4 dezembro 2009 10:21

"Sonhar e ter ambição" é a principal condição para se chegar ao cimo, seja de uma escalada, seja de um negócio, seja de qualquer outro projecto. O empresário e o alpinista fizeram uma parceria improvável para explicar como se vencem os Everestes da vida. Clique para visitar o canal Life & Style.

4 dezembro 2009 10:21

Hora marcada, comparecem no sétimo andar do Sheraton, em Lisboa. Rui Nabeiro, o patrão da Delta, chega primeiro, na companhia da mulher e do motorista. O alpinista João Garcia vem pouco depois. Habituado a escalar as montanhas mais altas do mundo, não dispensou também o elevador. Cumprimentam-se com um abraço junto à janela, que oferece uma fantástica vista panorâmica sobre a cidade e o rio Tejo. Parecem amigos de longa data, mas esta é apenas a segunda vez que se encontram. A primeira foi no lançamento desta aventura concretizada com o título "10 Passos para Chegar ao Topo - Todo o Empreendedor Tem o Seu Evereste", que chegou na semana passada às livrarias portuguesas com a chancela da editora Caderno. Em entrevista à "Revista Única", o empresário da planície alentejana e o português que mais perto anda do céu com os pés na Terra, falaram do que os une, da admiração mútua do que é preciso para escalar com sucesso as montanhas da vida.

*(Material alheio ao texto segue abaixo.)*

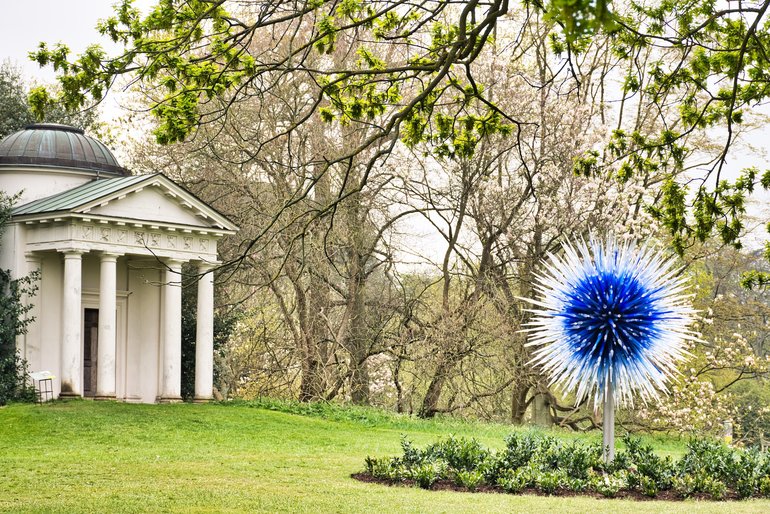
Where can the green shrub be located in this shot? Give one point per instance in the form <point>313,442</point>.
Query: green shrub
<point>684,485</point>
<point>715,488</point>
<point>469,479</point>
<point>530,460</point>
<point>648,486</point>
<point>459,453</point>
<point>13,380</point>
<point>764,486</point>
<point>745,487</point>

Como é que duas pessoas de dois mundos tão distintos se juntam para escrever um livro? João Garcia (J.G.) - Foi o José Prata da editora Caderno que lançou o desafio. Ele sabia que eu fazia acções de motivação para empresas e que tinha uma série de argumentos que podiam ser colocados por escrito. Como o livro seria destinado a empreendedores, pensou-se que seria interessante ter também o ponto de vista de um empreendedor. Quando se falou no Sr. Comendador, não hesitei. É uma pessoa que admiro e temos algumas coisas em comum.

Rui Nabeiro (R.N.) - Não tinha qualquer ligação ao João, mas tinha uma profunda admiração pelas suas façanhas. É uma pessoa lutadora como eu. Isso levou-me a acarinhar a ideia.

Que outras coisas têm em comum? J.G. - Para começar, tenho uma costela de Montemor-o-Novo. A minha mãe também é alentejana. Depois, temos ambos objectivos precisos e lutamos bastante para os atingir. Somos ambiciosos. Em nove dos dez passos para o sucesso do livro os nossos pontos de vista coincidem.

E onde é que diferem? J.G. - Sou apologista que, numa expedição, tenho que aligeirar a minha logística e este senhor ao meu lado tem a sua visão, muito humanista, que o valor está nas pessoas, que o capital humano é o seu melhor activo. Eu na minha mochila corto o cabo da escova de dentes para perder dez gramas. Tudo o que é peso tem que ser considerado. Aligeirar a minha estrutura é muito importante. Mas tenho consciência que sem as pessoas que me ajudam, sem o trabalho de equipa, não sou nada. Mesmo aquelas pessoas que me abordam na rua para me agradecer não percebem que sou eu que lhes devia agradecer, porque me carregam as baterias. Fazem-me perceber que nós, os escaladores, não somos mais os conquistadores do inútil, como nos chamavam no passado. Há um sentido no que fazemos.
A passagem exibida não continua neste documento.